YESTERDAY, the long arm of China's security apparatus stretched into the Macau Special Administrative Region on the first anniversary of the handover of Macau. President Jiang Zemin arrived for the anniversary celebrations yesterday afternoon, bringing with him a climate of tension and repression.

In the hours before Mr Jiang's arrival, about 25 Falun Gong members were rounded up by the police. Plainclothes police stormed the house of Macau's Falun Gong leader, claiming that he possessed banned items, perhaps even firearms, but they found nothing. A group from Hong Kong, including Falun Gong members and human rights activists such as ``Long Hair'' Leung Kwok-hung from the April 5th Action Group and the Information Centre of Human Rights and Democracy, were turned away by Macau immigration officials.

Inside the Macau ferry terminal, the Hong Kong activists were taken into a room for questioning. ``We have no concrete record now of how many are being detained. We just have a blacklist ... no, a list of `unwelcome' people,'' said a Macau police spokesman.

What does this say about Macau, one year after the handover?
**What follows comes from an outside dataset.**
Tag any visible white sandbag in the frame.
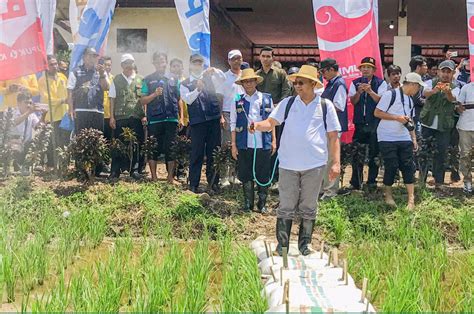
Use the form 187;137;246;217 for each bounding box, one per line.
258;254;327;275
265;304;330;313
265;267;355;287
The first thing it says is that freedom of expression there has been dramatically eroded. Religious or political groups that are banned and repressed in the mainland can no longer find freedom in Macau.

Second, and perhaps more significant, yesterday's events underline for Hong Kong the importance of ``one country, two systems'', and highlight the fact that we still have basic freedoms. The same principle is supposed to apply in Macau, but clearly it does not.

In Hong Kong we still enjoy, for the time being at least, the freedom to express our political and religious views. Falun Gong members have been able to hold protests; mainland dissidents have been able to stay here and remain active; the long arm of China's security has not yet silenced Long Hair.

Yesterday's events in Macau should make us cherish the freedoms we have in Hong Kong, and fight to preserve them.